APSP organized ALD events rooted in people’s struggles
In 1977, our Party was in the midst of organizing an ALD demonstration in the Klan infested countryside of south Georgia as part of the fight to Free Dessie Woods and Smash Colonial Violence.
Our Party was told in a meeting with Willie Mukassa Ricks—to paraphrase— to drop whatever you are doing and organize for the ALD activities of the AAPRP in DC.
Of course, building the AAPRP was not on our agenda.
Our multi-faceted program included winning the people back to the Black Revolution and defending the people who had become targets of vicious counter intelligence and counterinsurgency military operations of the U.S. government and white power organizations.
The APSP left a paper trail on its tactics and strategies for black liberation in a pamphlet presented early in 1977 at a conference in Amherst, Massachusetts.
In addition, the Party built the 1977 ALD in Hawkinsville, Georgia, the second site of the Dessie Woods trial (after the government moved it from Atlanta to Alamo, Hawkinsville, Georgia).
The Hawkinsville demonstration was a build up to the big September 4, 1977 event, “Free Dessie and All Political Prisoners! Smash Colonial Violence.”
African Liberation Day should build the revolutionary party
African Liberation Day activities for the African People’s Socialist Party was designed to build a revolutionary party of cadres, tested and steeled in actual battle against the State and in defense of our courageous, but brutalized people, the African working class.
Students in the Party also understood this task.
This was an APSP-led national mobilization which brought pro-independence organizations together for the first time under the banner of revolutionary politics since the military defeat of the Black Revolution of the ‘60s.
For 40 years, the African Liberation Day activities of the African People’s Socialist Party have been designed to defend the people, to solve problems of the revolution and advance the overall struggle for black liberation and socialism.

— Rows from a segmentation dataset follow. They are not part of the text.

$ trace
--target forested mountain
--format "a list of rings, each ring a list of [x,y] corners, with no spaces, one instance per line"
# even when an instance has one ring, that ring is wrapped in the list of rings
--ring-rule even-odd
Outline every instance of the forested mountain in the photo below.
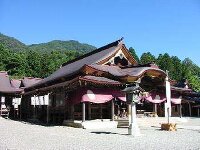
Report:
[[[0,33],[0,44],[2,44],[5,48],[12,51],[24,51],[28,49],[28,47],[19,40],[13,37],[3,35],[1,33]]]
[[[52,52],[52,51],[67,51],[67,50],[75,50],[78,52],[86,53],[90,52],[96,47],[82,44],[78,41],[70,40],[70,41],[60,41],[54,40],[48,43],[41,43],[41,44],[32,44],[29,46],[31,50],[37,50],[41,52]]]
[[[0,33],[0,44],[2,44],[5,48],[11,51],[19,52],[19,51],[39,51],[39,52],[52,52],[52,51],[78,51],[79,53],[87,53],[96,49],[96,47],[79,43],[78,41],[70,40],[70,41],[60,41],[54,40],[47,43],[41,44],[32,44],[32,45],[25,45],[24,43],[20,42],[19,40],[3,35]]]
[[[77,41],[52,41],[26,46],[14,38],[0,34],[0,71],[8,71],[12,78],[24,76],[44,78],[63,63],[94,48]],[[170,56],[167,53],[155,57],[150,52],[143,53],[139,58],[132,47],[129,51],[140,64],[154,62],[160,69],[169,71],[170,79],[176,81],[187,79],[189,86],[200,92],[200,68],[189,58],[181,61],[177,56]]]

1986 African Liberation Day takes on struggles in Philadelphia
Not the least of which were the 1986 African Liberation Day activities on the front page of The Burning Spear
newspaper with the headline, “Reinforcements are on the way!” for battered and isolated Africans in Philadelphia.
The black-led government there had dropped a bomb on the residence of the MOVE family, Africa, a year earlier and in the process murdered 13 of them, including women, children and men, and burned down an entire neighborhood.
This was the practice of black revolutionaries: coming to the aid of our people wherever we are on the planet.
Neither imperialist imposed borders nor nonsensical ideological gibberish were allowed to stand in the way of revolutionary African Internationalism blazing the correct path to African liberation.
We had to go into Philadelphia because the so-called black left
”revolutionaries” there had either joined the neocolonialist camp of the newly elected black mayor Wilson W. Goode, or they had packed up their bags and headed to the “black belt south” to convert Mississippi, Georgia, Louisiana, Alabama and Tennessee into the New African Nation.
The APSP is still in Philly today building revolutionary programs that will destroy colonialism and neocolonialism forever.
The African People’s Socialist Party organizes annual African Liberation Day activities in Washington, D.C.
Unlike the AAPRP, we invite the entire pro-independence black movement. Not only to build the APSP, but as stated in Tactics and Strategy, to establish the leadership of the pro-independence movement which for so long has been in the hands of the integrationists, so-called white left communists and the white power democratic party, now led by Barack Hussein Obama.
Indeed, this 40th commemoration of African Liberation Day in the U.S.; the 40th anniversary of the death of our leader Kwame Nkrumah and the 40th anniversary of the founding of the African People’s Socialist Party deserve the recognition we are properly giving them.
Come join this great movement for African redemption and freedom in Washington, DC. and in Paris, France.
FORWARD TO D.C.!
FORWARD TO PARIS!
LONG LIVE NKRUMAH!
LONG LIVE AFRICAN INTERNATIONALISM!
BUILD THE AFRICAN SOCIALIST INTERNATIONAL!